L’ACDAC nous a permis de dévoiler la présence des discours portant sur la violence généralisée, le phénomène des meurtres collectifs, le contrôle des armes à feu, la psychologie du tueur, les discours ouvertement antiféministes, la présence de propos haineux et l’association de l’événement à une mouvance idéologique, tous recensés dans les médias traditionnels par Blais (2009). Cependant, nous avons également pu observer de nouvelles thématiques, propres à cette plateforme, permettant d’établir que deux types de discours supplémentaires s’y retrouvaient, soit ceux portant sur les discours haineux visant notamment l’origine du père du tueur, ainsi que sur l’association entre l’attentat Polytechnique et une mouvance idéologique incel.

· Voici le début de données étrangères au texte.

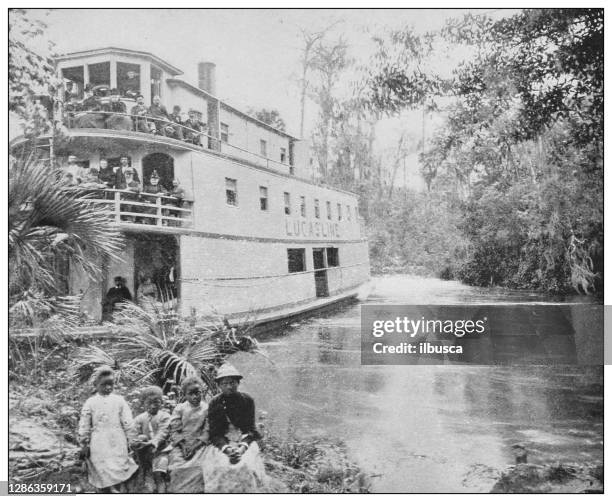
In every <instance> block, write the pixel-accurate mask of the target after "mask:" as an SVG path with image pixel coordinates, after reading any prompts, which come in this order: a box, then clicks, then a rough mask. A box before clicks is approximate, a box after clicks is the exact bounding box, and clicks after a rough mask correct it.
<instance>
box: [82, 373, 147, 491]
mask: <svg viewBox="0 0 612 502" xmlns="http://www.w3.org/2000/svg"><path fill="white" fill-rule="evenodd" d="M92 382H93V384H94V387H95V389H96V393H95V394H94V395H93V396H92V397H90V398H89V399H88V400H87V401H85V404H84V405H83V410H82V411H81V418H80V420H79V443H80V444H81V455H82V457H84V458H85V459H86V464H87V472H88V477H89V482H90V483H91V484H92V485H93V486H95V487H96V488H97V490H98V491H99V492H103V493H104V492H106V493H109V492H110V493H121V491H122V489H123V488H122V486H121V485H122V483H123V482H124V481H127V480H128V479H129V478H130V477H131V476H132V474H134V473H135V472H136V471H137V470H138V466H137V465H136V463H135V462H134V460H132V458H131V457H130V455H129V454H128V438H130V437H131V429H132V412H131V411H130V407H129V406H128V404H127V403H126V402H125V399H123V397H121V396H119V395H117V394H112V392H113V388H114V385H115V376H114V372H113V370H112V369H111V368H110V367H109V366H106V365H103V366H100V367H99V368H97V370H96V371H95V372H94V375H93V377H92Z"/></svg>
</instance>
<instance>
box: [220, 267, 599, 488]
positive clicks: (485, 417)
mask: <svg viewBox="0 0 612 502" xmlns="http://www.w3.org/2000/svg"><path fill="white" fill-rule="evenodd" d="M373 284H374V290H373V291H372V292H371V294H370V295H369V297H368V298H367V299H366V300H363V301H361V302H360V303H357V304H351V305H349V306H345V307H342V308H339V309H337V310H335V311H332V312H328V313H326V314H324V315H319V316H315V317H311V318H308V319H306V320H303V321H301V322H298V323H294V324H292V325H291V326H290V327H289V328H287V329H285V330H284V331H283V332H280V333H278V334H275V335H274V336H273V337H270V338H266V339H265V341H263V342H262V343H261V346H262V348H263V350H264V351H265V352H266V353H267V355H268V356H269V359H266V358H264V357H261V356H257V355H252V354H237V355H235V356H233V357H232V359H231V362H232V363H233V364H235V365H236V366H237V367H239V368H240V370H241V371H242V372H243V373H244V374H245V376H246V378H245V379H244V382H243V384H242V386H241V390H243V391H245V392H248V393H249V394H251V395H252V396H253V397H254V398H255V401H256V404H257V407H258V410H260V411H261V410H265V412H266V413H267V418H266V422H267V423H268V426H269V427H271V428H272V429H273V430H274V432H275V433H276V434H280V435H281V436H285V437H289V436H296V437H298V438H309V437H334V438H338V439H340V440H342V441H343V442H344V443H345V444H346V446H347V449H348V452H349V456H350V457H351V459H352V460H354V461H356V462H357V463H358V464H359V465H360V466H361V467H362V468H363V469H364V470H365V471H366V472H367V474H368V476H369V477H370V481H371V490H372V491H374V492H474V491H486V490H488V488H489V487H490V484H491V479H492V477H493V476H494V473H495V472H496V471H497V470H499V469H503V468H505V467H506V466H507V465H509V464H512V463H514V456H513V452H512V445H513V444H515V443H517V442H519V443H522V444H523V445H524V446H525V447H526V449H527V450H528V455H529V456H528V459H529V462H534V463H548V462H553V461H570V462H583V461H588V462H590V461H597V462H603V371H602V370H601V368H600V367H593V366H592V367H586V366H575V365H573V366H567V365H565V366H362V365H361V363H360V305H362V304H381V303H386V304H421V305H422V304H429V303H431V304H468V303H469V304H477V303H494V304H507V305H512V304H516V303H521V302H536V303H538V302H544V303H547V304H550V303H552V304H564V303H565V304H566V303H567V302H568V301H569V302H589V301H590V300H589V299H585V298H584V297H581V298H567V299H564V301H563V302H557V301H551V299H550V298H549V297H545V296H543V295H540V294H534V293H525V292H511V291H505V290H501V289H499V290H490V289H486V288H474V287H469V286H465V285H462V284H460V283H458V282H453V281H441V280H437V279H420V278H415V277H409V276H390V277H380V278H375V279H374V280H373ZM583 336H584V334H583ZM272 361H273V362H272Z"/></svg>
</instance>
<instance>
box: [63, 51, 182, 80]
mask: <svg viewBox="0 0 612 502" xmlns="http://www.w3.org/2000/svg"><path fill="white" fill-rule="evenodd" d="M112 53H115V54H124V55H128V56H140V57H143V58H145V59H149V60H150V61H152V62H153V63H155V64H157V65H158V66H161V67H162V68H163V69H164V70H166V71H167V72H168V73H170V74H171V75H173V76H176V75H182V74H183V71H182V70H180V69H178V68H177V67H176V66H173V65H171V64H170V63H168V62H167V61H164V60H163V59H161V58H159V57H157V56H156V55H155V54H152V53H150V52H146V51H137V50H133V49H124V48H121V47H104V48H101V49H88V50H83V51H77V52H68V53H66V54H62V55H59V56H56V57H55V60H56V61H68V60H70V59H76V58H81V57H87V56H96V55H98V54H112Z"/></svg>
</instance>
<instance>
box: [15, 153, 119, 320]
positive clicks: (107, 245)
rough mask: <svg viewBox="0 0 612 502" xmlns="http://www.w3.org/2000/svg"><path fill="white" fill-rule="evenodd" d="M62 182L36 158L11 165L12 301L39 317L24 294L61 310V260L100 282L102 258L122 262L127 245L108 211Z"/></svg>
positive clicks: (25, 158)
mask: <svg viewBox="0 0 612 502" xmlns="http://www.w3.org/2000/svg"><path fill="white" fill-rule="evenodd" d="M58 179H59V176H58V175H57V173H56V171H54V170H53V169H52V168H51V167H49V166H48V165H46V164H45V163H44V162H42V161H40V160H39V159H37V158H36V157H35V156H33V155H30V156H28V157H26V158H23V159H18V160H14V161H13V162H12V163H11V165H10V167H9V190H8V211H9V222H8V224H9V225H8V226H9V229H8V230H9V231H8V242H9V249H8V255H9V292H10V297H9V299H10V302H11V306H13V307H15V309H14V312H15V313H18V312H19V313H20V314H21V315H30V316H32V315H36V312H35V309H34V304H33V303H32V302H30V304H29V306H26V305H25V304H24V303H23V302H24V301H25V300H24V298H23V295H24V294H25V295H27V294H32V295H36V294H38V293H42V294H44V295H46V297H47V300H46V306H48V307H49V308H50V309H51V311H58V309H59V308H61V305H62V301H63V300H62V298H61V297H60V296H59V293H60V292H61V288H60V287H59V280H58V276H57V273H56V270H55V265H54V263H55V259H56V258H58V257H62V258H63V259H70V260H71V262H72V263H73V264H74V265H75V266H76V267H78V268H80V269H81V270H83V271H84V272H85V273H86V274H87V275H89V276H90V278H92V279H97V278H99V275H100V272H101V270H100V268H99V265H98V264H99V263H101V259H102V258H109V259H113V258H118V257H119V255H120V252H121V250H122V247H123V237H122V236H121V234H120V232H119V231H118V230H117V229H116V228H115V227H114V224H113V221H112V220H111V219H110V218H109V217H108V211H107V210H106V209H101V208H100V207H99V206H96V205H95V204H94V203H92V202H91V201H87V200H84V199H83V198H82V197H83V195H84V192H83V190H80V189H69V188H67V187H65V186H63V185H62V184H61V183H60V182H59V181H58ZM17 303H20V304H19V305H16V304H17ZM38 305H39V306H41V305H42V304H41V303H40V302H39V303H38Z"/></svg>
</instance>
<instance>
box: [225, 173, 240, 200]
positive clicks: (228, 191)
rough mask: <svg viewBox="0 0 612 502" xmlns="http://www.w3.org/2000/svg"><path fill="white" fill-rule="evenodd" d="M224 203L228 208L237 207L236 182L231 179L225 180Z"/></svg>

Le projet contribue donc d’abord au développement des connaissances sur les propos tenus dans le cadre de discussions politiques dans l’espace numérique, et plus spécifiquement en ce qui a trait à la misogynie, à l’antiféminisme, aux propos haineux et aux liens avec les mouvements sociaux virtuels. Cette étude démontre comment ils représentent, d’une part, le reflet et l’extension virtuelle mouvante de structures sociales existantes dans le monde analogue, et de leurs impacts sociopolitiques en ligne et hors-ligne. Elle bonifie également la typologie que propose Blais (2009). En ce sens, et comme l’ACDAC le démontre, la tuerie de Polytechnique n’est qu’une plateforme de lancement parmi d’autres pour propager des discours entourant des polémiques qui existent déjà outre l’événement politique dont il est ici question. D’ailleurs, afin de favoriser la fécondité de cette nouvelle typologie et d’en permettre une réutilisation dans d’autres contextes, nous avons porté une attention particulière à présenter ces nouveaux types de discours d’une manière ne s’appliquant pas uniquement au cas d’étude. De ce fait, les découvertes de Blais (2009) et de la présente recherche peuvent éventuellement servir à analyser la manière dont on aborde d’autres attentats ou événements politiques dans les médias traditionnels et sociaux et les comparer selon les motivations politiques des tueurs, ou des cibles. Aussi, elle a le potentiel d’engendrer des retombées pratiques à des fins d’éducation sociale et d’amélioration des politiques publiques. En ce sens, elle pourrait contribuer à l’élaboration d’une démarche de sensibilisation sur la manière dont les discussions de nature polémique sont traitées dans l’espace numérique, et la façon dont certains types de discours servent à orienter les discussions subséquentes, notamment en détournant l’attention à l’égard de sujets centraux liés au contexte. Une telle recherche permet également d’avoir un regard plus objectif sur la manière dont certains événements peuvent être instrumentalisés à des fins politiques, ce qui s’avère une contribution pertinente à l’élaboration des politiques publiques sur les problématiques qui y sont associées.

Références:

Thomas, T. (2015). Analyzing Online Discourses of Canadian Citizenship: O Canada! True North, Strong, and Free? (Thèse de doctorat, Université Concordia)

Blais, M. (2009). J’haïs les féministes! Montréal, Canada : Éditions du Remue-ménage.